Ver para creer. Dimitris Papaioannou The Great Tamer
A veces pensamos que la fantasía es algo desvinculado de esa cosa tan seria que llamamos realidad.
A veces pensamos que la fantasía es, simple y llanamente, un intento de evasión.
Sin embargo, al margen de su condescendencia, la fantasía siempre filtra un reflejo de una ideología y unos valores, promocionándolos explícitamente o de manera subrepticia. Se me ocurre el ejemplo de Walt Disney y su propagación, a través de fantasiosas ficciones, de los valores de una sociedad heteropatriarcal.
Del mismo modo, la fantasía también puede cuestionar la propia creación artística, insiriendo una dimensión autocrítica, examinando la identidad, la herencia cultural y el propio destino, como acontece en la alucinante obra de Dimitris Papaioannou.
Por otra parte, también podríamos asociar fantasía a ciencia ficción.
Cuando pensamos en la ciencia ficción, casi como un acto reflejo, consideramos que se trata de un género propio del cine o de la novela. Nos puede parecer, incluso, que la ciencia ficción depende, exclusivamente, de medios técnicos sofisticados que cuestan mucho dinero y que son deudores de los avances científicos. Y sí, es cierto, la posibilidad de ir más allá en la composición y en la formalización artística siempre ha estado ligada a la investigación y al progreso de la técnica.
En las artes escénicas, desde las técnicas corporales, hasta la experimentación con dispositivos escénicos sofisticados, que incluyen realidad virtual, software y robótica, la renovación siempre ha ido de la mano de esa concepción según la cual crear un nuevo espectáculo supone abrir el proceso de ensayos a un laboratorio de experimentación, que amplíe los horizontes y no se quede en la repetición de fórmulas.
Uno de los creadores que más se ha comprometido en esta extensión progresista, de renovación y exploración de las posibilidades dramatúrgicas, es el griego Dimitris Papaioannou.
Con formación en artes plásticas, adquirió reconocimiento como ilustrador y pintor e inició su trabajo en las artes performativas como coreógrafo, performer, escenógrafo e iluminador. Trabajó durante 17 años con Edafos Dance Theatre, desde 1986 hasta 2002. Su dirección de las ceremonias de apertura y clausura de los Juegos Olímpicos de Atenas en 2004 le reportó un prestigio a nivel internacional.
El Teatro Municipal do Porto (Portugal) programó en el Rivoli la última creación de Dimitris Papaioannou, el 9 y el 10 de marzo de 2018, titulada The Great Tamer (estrenada el 24 de mayo de 2017 en el Onassis Cultural Centre de Atenas).
Coproducida por instituciones muy relevantes de Grecia, Suiza, Suecia, Francia, Italia, Luxemburgo, Taiwán y Korea, entre ellas el prestigioso Festival d’Avignon, The Great Tamer es un poema visual que va más allá de lo imaginable.
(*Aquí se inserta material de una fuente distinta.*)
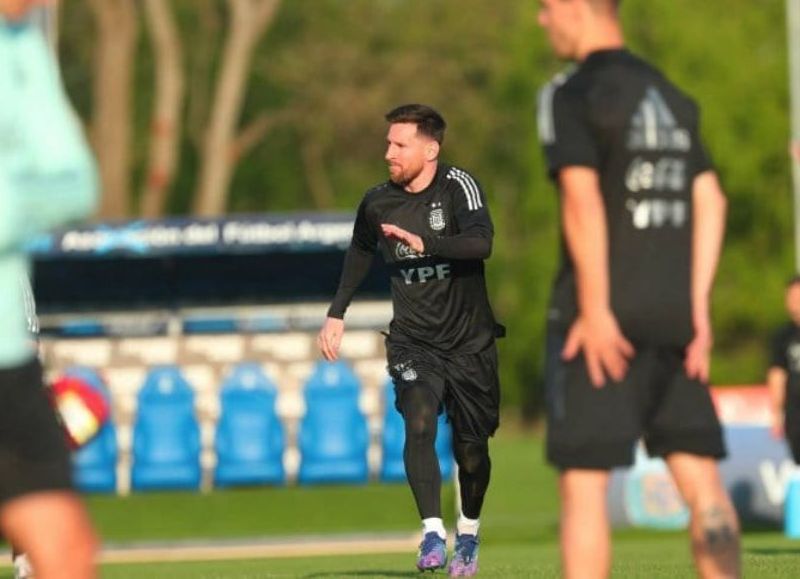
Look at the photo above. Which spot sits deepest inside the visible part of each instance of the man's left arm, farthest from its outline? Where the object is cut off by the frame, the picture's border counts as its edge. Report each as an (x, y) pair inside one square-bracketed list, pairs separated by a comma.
[(709, 207)]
El gran domador, The Great Tamer, refiere una figura icónica del circo de todos los tiempos y, a su vez, es metáfora del creador teatral capaz de conseguir que el escenario, en su conjunto diverso y pletórico, acceda a realizar lo extraordinario, lo nunca visto, lo prodigioso.
El escenario como el lugar de los prodigios.
Un efectismo intenso, capaz de hacer surgir la belleza de manera aparentemente sencilla, pero siempre ligado a algo hondo, a una especie de raíz antropológica.
Valga como ejemplo la secuencia de los botines negros que un actor, que busca algo al inicio del espectáculo, deja en el proscenio y que van a ser calzados por otro actor, en un acto de empatía, de ponerse en los zapatos del otro, en un acto también de transferencia, de pasar el testigo, como acontece con la memoria y la herencia.
El segundo actor quiere comenzar a caminar, con aquellos botines negros que se ha encontrado, pero los botines no se mueven, pese a los esfuerzos del actor por caminar. Los botines están pegados al suelo, no quieren marchar de ese lugar. He aquí una microescena protagonista/antagonista, en un diálogo físico entre el actor y el objeto (los botines). Hasta que, finalmente, consigue arrancarlos del suelo, dando un gran impulso para adoptar una posición acrobática invertida. Y, entonces, podemos ver cómo salen de las suelas de los botines unas densas raíces.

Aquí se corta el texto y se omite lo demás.